Pandangan bahwa manusia harus cinta kepada keluarga Nabi, menghormati mereka
setinggi-tingginya, tidak sesuai dengan hukum alam. Di dunia itu, Allah tidak
menciptakan suatu keluarga yang semua anggotanya merupakan orang-orang yang
dari segala segi dan dari segala generasi sempurna seluruhnya. Setiap keluarga,
tentu ada yang pandai ada pula yang kurang pandai, ada yang berbudi sangat
luhur ada pula yang tengah-tengah, malahan ada keluarga yang baik tetapi
memiliki keturunan yang moralnya rendah. Ia lantas mengutif beberapa dalil, seperti
cerita tentang dua anak Nabi Adam (Habil dan Qabil) yang berkurban, satu
diterima dan satunya lagi tidak, ada yang saleh ada pula yang salah,
(Al-Maidah: 27); kisah Nabi Ibrahim dengan bapaknya sekaligus menjadi musuhnya,
(At-Taubah: 14); tentang istri Nabi Nuh dan Nabi Luth yang berkhianat pada
suaminya, (At-Tahrim: 10); Nabi Nuh dan anaknya yang membangkang, tidak mau
menuruti ajakan ayahnya untuk ikut bersama orang-orang beriman, (Huud: 46),
(hlm. 31-32).
Bagi
Rasjidi, dalil-dalil di atas menunjukkan dengan gamblang bahwa kerabat atau
keturunan tak ada hubungannya dalam mengevaluasi manusia.
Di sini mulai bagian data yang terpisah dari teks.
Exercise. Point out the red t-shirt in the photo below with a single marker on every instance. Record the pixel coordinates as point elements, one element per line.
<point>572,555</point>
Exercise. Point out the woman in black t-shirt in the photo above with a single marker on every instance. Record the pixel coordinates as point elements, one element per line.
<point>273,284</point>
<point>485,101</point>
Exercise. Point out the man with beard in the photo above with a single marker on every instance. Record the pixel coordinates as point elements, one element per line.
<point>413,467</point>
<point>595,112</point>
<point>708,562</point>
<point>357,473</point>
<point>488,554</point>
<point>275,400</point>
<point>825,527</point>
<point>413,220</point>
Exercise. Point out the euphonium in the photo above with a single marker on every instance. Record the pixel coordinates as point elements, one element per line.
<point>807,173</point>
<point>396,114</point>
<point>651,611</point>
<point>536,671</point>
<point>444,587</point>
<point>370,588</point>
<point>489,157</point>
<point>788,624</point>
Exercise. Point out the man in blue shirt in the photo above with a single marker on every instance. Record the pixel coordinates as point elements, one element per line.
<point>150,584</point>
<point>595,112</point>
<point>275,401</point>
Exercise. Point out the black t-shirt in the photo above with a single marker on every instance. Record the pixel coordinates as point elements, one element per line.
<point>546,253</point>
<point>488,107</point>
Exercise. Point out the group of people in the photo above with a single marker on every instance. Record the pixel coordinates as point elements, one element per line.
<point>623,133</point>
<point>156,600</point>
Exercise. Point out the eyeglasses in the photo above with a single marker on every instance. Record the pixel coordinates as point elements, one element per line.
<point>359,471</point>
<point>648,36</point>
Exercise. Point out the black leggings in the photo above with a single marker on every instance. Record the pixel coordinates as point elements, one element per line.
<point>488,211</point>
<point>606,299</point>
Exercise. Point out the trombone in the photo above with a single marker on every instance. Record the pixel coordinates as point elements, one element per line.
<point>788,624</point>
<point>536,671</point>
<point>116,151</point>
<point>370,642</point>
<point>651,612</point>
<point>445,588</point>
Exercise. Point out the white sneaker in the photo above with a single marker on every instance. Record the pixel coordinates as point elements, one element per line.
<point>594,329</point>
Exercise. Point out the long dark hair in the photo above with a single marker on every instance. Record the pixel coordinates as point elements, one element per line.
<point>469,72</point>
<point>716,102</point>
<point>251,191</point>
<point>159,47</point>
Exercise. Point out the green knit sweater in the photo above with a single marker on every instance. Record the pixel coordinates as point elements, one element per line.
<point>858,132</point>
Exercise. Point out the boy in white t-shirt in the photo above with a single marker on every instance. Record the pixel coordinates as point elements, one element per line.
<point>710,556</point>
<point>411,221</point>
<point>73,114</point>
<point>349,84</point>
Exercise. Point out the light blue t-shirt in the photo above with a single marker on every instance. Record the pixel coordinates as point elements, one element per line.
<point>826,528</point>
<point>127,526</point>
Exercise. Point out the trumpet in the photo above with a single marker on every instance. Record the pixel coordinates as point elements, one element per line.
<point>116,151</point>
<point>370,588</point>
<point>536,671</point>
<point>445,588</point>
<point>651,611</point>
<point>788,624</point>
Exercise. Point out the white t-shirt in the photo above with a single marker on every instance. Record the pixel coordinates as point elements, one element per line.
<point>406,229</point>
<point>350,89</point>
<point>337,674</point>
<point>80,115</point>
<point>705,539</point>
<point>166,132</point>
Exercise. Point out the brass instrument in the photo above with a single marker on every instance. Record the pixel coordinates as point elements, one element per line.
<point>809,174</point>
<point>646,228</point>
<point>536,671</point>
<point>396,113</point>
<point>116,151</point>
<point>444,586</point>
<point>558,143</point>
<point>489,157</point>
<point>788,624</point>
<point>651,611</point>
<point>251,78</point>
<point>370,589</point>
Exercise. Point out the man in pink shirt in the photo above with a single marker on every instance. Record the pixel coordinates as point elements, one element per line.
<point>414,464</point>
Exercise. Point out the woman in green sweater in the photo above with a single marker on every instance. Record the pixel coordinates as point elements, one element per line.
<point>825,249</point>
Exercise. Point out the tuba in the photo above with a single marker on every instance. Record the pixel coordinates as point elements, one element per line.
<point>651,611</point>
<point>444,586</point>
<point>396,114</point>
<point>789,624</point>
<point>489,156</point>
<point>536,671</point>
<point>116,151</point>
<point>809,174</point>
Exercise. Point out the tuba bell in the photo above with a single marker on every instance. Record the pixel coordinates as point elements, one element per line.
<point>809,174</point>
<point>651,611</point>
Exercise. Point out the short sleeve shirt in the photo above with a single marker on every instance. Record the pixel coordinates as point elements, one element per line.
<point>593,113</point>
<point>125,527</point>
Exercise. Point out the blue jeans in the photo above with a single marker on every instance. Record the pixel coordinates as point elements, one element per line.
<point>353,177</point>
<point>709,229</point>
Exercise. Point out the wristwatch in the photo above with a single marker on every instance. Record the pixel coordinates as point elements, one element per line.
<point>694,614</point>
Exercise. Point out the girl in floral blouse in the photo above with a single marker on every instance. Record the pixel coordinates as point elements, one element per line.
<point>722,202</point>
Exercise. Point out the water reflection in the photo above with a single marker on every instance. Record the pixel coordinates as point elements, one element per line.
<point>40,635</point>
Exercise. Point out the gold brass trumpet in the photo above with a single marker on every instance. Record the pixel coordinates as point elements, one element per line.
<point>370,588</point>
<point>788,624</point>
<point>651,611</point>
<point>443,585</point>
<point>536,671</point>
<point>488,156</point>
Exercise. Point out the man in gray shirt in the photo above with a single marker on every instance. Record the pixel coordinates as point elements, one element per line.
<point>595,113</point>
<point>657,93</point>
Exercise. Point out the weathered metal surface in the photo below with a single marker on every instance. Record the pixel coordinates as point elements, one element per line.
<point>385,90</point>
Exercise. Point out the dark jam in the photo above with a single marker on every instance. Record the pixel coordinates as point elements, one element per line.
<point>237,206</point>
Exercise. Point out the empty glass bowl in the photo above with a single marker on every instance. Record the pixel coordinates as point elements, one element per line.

Kebaikan budi
pekerti, takwa, dan pengetahuan tak dapat diwariskan seperti harta benda. Ada
hukum alam, yang khusus tentang cara mewarisi budi pekerti, kecakapan, dan
pengetahuan. Ketinggian ajaran Islam mengatakan bahwa manusia dihargai menurut
pekerjaannya (akhlak), bukan menurut keturunan atau kekayaannya, “Barangsiapa
yang mengerjakan kebaikan seberat dzarrah pun, niscaya dia akan melihat
balasannya, dan barangsiapa yang mengerjakan kejahatan sebesar dzarrah, niscaya
dia akan melihat balasan nya pula”, (Al-Zalzalah: 7-8).
Singkat
kata, menurut Rasjidi, ‘bahwa Imam itu ma’shum, dan percaya kepada Imam akan
menghapus segala dosa, adalah akidah yang sangat bertentangan dengan Islam’.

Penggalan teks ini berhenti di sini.